At first glance, Reuters' decision to set up a virtual bureau in Second Life looks like a publicity stunt designed to demonstrate how clever it is in catering for the growth of online gaming.

But these games, now known by the snappy acronym MMORPGs (massive multiplayer online role-playing games), are becoming so lucrative for gamers that government officials in the real world are looking to get a slice of the revenue. In short, this can be a money-making business, and gamers could benefit from up-to-the minute information.

On the opening page of Reuters' Second Life News Service today, Adam Reuters – the virtual journalist responsible for the new service – reports that Second Life users spend up to $500,000 (about £268,000) each day, and the US JEC (Joint Economic Committee) wants a cut.

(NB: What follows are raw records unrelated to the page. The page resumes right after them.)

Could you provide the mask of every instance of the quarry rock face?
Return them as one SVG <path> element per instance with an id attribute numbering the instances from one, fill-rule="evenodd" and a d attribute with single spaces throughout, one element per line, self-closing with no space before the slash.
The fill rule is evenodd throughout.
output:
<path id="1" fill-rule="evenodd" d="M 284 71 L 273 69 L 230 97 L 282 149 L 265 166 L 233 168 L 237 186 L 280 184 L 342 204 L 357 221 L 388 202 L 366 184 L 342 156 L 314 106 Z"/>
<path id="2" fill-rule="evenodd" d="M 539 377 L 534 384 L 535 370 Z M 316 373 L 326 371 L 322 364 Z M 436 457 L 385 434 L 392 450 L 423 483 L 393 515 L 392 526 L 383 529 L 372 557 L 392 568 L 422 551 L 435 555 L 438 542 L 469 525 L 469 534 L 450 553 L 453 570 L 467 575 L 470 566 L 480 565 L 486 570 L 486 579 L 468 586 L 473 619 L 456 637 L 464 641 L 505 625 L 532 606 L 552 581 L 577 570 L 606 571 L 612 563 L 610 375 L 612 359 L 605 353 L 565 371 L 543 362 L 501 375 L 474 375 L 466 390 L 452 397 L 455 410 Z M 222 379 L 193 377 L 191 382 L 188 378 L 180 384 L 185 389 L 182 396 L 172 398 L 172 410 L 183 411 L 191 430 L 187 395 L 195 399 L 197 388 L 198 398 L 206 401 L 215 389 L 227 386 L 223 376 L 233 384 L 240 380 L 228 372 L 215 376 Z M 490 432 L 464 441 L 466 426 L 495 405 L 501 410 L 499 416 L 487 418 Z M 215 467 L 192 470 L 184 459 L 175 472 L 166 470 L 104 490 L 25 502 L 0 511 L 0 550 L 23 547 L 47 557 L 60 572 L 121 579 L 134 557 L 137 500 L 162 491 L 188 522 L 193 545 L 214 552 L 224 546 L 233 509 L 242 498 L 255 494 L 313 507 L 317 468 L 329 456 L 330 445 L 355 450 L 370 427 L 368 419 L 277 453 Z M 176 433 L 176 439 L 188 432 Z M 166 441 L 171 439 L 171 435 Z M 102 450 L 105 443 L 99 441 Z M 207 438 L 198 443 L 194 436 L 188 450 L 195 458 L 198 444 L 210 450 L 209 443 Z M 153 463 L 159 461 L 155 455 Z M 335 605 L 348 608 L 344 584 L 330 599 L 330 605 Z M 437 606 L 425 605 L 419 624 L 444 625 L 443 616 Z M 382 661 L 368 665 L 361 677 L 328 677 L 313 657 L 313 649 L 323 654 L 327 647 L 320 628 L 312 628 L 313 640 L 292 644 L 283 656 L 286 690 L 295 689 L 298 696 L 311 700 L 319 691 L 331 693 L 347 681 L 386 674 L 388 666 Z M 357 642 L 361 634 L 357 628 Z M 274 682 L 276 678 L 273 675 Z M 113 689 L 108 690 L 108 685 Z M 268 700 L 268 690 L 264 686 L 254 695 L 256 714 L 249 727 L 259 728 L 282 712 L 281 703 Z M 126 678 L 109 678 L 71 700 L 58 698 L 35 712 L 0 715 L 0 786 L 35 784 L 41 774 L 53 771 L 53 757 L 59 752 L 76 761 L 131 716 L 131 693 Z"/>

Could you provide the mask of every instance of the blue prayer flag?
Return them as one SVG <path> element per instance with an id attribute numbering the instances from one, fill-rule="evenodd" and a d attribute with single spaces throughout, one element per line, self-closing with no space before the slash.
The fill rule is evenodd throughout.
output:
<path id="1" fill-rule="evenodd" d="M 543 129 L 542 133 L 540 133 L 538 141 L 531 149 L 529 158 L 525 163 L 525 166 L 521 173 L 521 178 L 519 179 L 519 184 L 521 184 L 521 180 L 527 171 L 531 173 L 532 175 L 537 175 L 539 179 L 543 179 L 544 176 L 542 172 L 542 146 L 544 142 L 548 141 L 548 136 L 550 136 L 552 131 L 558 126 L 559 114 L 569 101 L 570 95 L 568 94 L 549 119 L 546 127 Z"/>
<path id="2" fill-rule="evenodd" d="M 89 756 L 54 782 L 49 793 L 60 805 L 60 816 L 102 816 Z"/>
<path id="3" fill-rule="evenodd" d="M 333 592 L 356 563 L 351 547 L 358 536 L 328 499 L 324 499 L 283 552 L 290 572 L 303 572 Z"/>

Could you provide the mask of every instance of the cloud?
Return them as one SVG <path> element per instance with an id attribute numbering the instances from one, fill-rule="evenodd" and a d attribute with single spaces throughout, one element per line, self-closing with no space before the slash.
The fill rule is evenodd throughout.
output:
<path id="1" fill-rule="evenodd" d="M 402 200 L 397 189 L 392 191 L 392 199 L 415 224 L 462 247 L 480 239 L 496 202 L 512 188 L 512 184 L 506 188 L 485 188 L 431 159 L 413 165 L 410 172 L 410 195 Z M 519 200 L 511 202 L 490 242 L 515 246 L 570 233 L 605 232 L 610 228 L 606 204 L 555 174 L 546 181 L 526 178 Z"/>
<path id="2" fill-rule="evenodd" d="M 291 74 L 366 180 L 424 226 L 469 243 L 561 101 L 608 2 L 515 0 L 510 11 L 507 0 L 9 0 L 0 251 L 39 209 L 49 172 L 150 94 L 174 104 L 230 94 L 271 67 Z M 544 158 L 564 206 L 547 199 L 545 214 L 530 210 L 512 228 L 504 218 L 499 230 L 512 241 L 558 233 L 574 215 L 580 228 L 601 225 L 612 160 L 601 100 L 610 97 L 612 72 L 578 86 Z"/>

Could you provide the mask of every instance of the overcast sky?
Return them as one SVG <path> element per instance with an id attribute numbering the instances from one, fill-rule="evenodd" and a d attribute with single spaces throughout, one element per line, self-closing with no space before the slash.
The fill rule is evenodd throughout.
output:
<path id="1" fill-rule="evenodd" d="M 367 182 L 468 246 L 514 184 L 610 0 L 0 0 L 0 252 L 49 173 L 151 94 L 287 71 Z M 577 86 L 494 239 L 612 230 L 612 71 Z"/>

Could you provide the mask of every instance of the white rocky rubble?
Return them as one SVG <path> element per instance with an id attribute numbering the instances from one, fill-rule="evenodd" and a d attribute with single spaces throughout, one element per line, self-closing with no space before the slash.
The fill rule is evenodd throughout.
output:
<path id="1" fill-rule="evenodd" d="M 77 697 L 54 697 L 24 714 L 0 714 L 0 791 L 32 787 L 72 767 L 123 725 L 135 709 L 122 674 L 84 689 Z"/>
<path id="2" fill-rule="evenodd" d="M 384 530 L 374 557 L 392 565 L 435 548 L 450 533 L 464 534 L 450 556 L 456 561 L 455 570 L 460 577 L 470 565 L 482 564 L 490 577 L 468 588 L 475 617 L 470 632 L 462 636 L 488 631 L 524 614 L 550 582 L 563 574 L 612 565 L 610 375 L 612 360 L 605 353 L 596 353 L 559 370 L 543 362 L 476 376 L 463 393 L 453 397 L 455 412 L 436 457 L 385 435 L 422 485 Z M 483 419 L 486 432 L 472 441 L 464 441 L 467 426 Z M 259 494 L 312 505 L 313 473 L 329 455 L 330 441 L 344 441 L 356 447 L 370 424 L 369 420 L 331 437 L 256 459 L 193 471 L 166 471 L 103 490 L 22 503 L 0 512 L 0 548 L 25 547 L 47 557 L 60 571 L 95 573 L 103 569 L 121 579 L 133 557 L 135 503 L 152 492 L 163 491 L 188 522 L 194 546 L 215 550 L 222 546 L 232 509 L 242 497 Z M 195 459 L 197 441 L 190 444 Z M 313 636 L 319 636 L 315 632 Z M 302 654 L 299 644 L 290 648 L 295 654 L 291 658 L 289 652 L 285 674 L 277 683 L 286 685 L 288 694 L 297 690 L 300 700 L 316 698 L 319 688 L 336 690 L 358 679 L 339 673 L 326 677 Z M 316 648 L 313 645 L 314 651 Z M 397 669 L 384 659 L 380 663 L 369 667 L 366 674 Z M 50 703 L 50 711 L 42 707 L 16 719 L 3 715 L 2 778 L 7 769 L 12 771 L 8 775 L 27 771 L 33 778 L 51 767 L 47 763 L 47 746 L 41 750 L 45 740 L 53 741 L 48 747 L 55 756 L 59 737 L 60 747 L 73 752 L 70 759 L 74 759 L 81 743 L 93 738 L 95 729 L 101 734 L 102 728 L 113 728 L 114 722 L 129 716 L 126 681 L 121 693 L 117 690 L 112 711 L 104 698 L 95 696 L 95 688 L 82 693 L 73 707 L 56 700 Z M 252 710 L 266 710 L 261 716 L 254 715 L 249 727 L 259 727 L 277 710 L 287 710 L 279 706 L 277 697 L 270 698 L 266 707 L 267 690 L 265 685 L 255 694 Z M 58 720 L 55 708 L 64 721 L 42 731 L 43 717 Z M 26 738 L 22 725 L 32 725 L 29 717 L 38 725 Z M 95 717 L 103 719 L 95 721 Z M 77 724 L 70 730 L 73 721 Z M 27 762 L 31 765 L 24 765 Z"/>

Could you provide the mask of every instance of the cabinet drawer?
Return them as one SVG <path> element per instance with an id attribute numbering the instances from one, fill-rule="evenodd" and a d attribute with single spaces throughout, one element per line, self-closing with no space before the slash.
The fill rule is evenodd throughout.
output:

Apparently, those that cash in on virtual real-estate by converting their assets into currencies used in the real world are already required to inform the Inland Revenue of their cash windfalls, but how well those transactions are monitored at the moment is up for debate. And no system has been set up to monitor the cash that's exchanged within the game itself.

The JEC admits that the law has fallen behind when tracking these deals and, in effect, the US economy is losing out. With vast sums of money changing hands in MMORPGs for various virtual goods, government beancounters are keen to close this little loophole. The possibility that online gaming fans should expect a knock on the door from a virtual taxman should not be discounted!